Property tax bills for the average St. Paul home are expected to drop by at least 6.2 percent in 2014, according to Ramsey County calculations.

The savings are due in large part to other city properties taking on a greater share of the tax burden and to the city, county and school district gaining additional revenues from the metrowide fiscal disparities pool.

If not for the fiscal disparities program, County Board Member Janice Rettman said, the three bodies might be facing more serious challenges on the tax front.

She heard the projections Monday as a member of a joint panel of city, county and school leaders. For some properties, large apartment complexes, in particular, the tax forecast for 2014 is not as favorable. But the estimated impact on a median-valued home was greeted by committee members with enthusiasm.

"This is awesome," said Anne Carroll, a school board member.

St. Paul leaders are in a rare position of learning this early in the tax season about combined tax-levy impacts — Truth in Taxation notices aren't distributed to property owners until November — because of the unique nature of the joint committee, created by state law in the early 1990s.

Monday's presentation by Chris Samuel, county manager of Property Records and Revenue, took into account property value changes, outside forces such as the infusion of fiscal disparities money and the maximum levies being proposed by the three jurisdictions.

The school district has proposed a 1 percent increase in its levy while the city and the county have agreed to keep their levies at least flat.

According to projections, the total tax bill for a median-valued $130,500 home would drop from $2,023 this year to $1,897 in 2014, a 6.2 percent decrease. The three entities could add to that savings by trimming their respective levy proposals when they take final action in December.

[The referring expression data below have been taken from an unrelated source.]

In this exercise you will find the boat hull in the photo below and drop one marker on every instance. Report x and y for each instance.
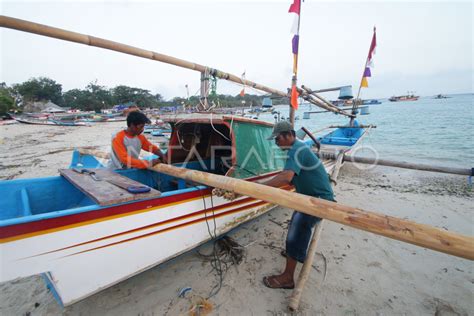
(83, 253)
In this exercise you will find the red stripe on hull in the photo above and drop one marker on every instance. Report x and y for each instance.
(51, 223)
(173, 227)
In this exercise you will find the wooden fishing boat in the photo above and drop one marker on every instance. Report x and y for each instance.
(85, 235)
(408, 97)
(47, 121)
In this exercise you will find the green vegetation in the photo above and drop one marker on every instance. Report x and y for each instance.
(95, 97)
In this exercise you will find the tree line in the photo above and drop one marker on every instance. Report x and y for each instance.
(95, 97)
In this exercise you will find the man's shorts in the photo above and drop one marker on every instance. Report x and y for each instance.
(299, 235)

Samuel broke down how the tax burden shifts and the additional fiscal disparities proceeds figure into the proposed 2014 tax bill for a median-valued home. The reduction would be $126 total, and of that, $74 would be a result of tax shifts and $46 is due to fiscal disparities.

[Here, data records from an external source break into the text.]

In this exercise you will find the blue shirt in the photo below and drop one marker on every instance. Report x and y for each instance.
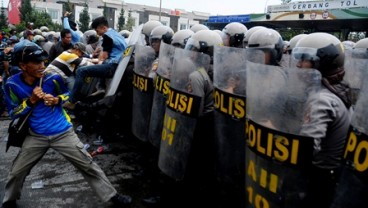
(44, 120)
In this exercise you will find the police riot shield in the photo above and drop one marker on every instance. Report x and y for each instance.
(142, 91)
(135, 37)
(352, 187)
(161, 84)
(356, 63)
(278, 158)
(182, 110)
(229, 93)
(285, 60)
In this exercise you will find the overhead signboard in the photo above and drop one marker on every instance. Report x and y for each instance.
(317, 5)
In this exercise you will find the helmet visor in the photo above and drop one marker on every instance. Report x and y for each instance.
(305, 54)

The fiscal disparities program is a regional pool of commercial and industrial tax money designed to reduce the imbalance between wealthy and poorer communities.

Of the other St. Paul property types, the median-valued commercial parcel, valued at $368,400, would see a 0.5 percent tax increase, from $14,756 to $14,829, while the average-valued large apartment property, valued at $1.3 million, would see a 13.2 percent hike, from $24,919 to $28,211.

The major factor behind the jump in apartment property taxes is the rise in their market value — a 15 percent increase in the case of the $1.3 million complex cited by Samuel on Monday.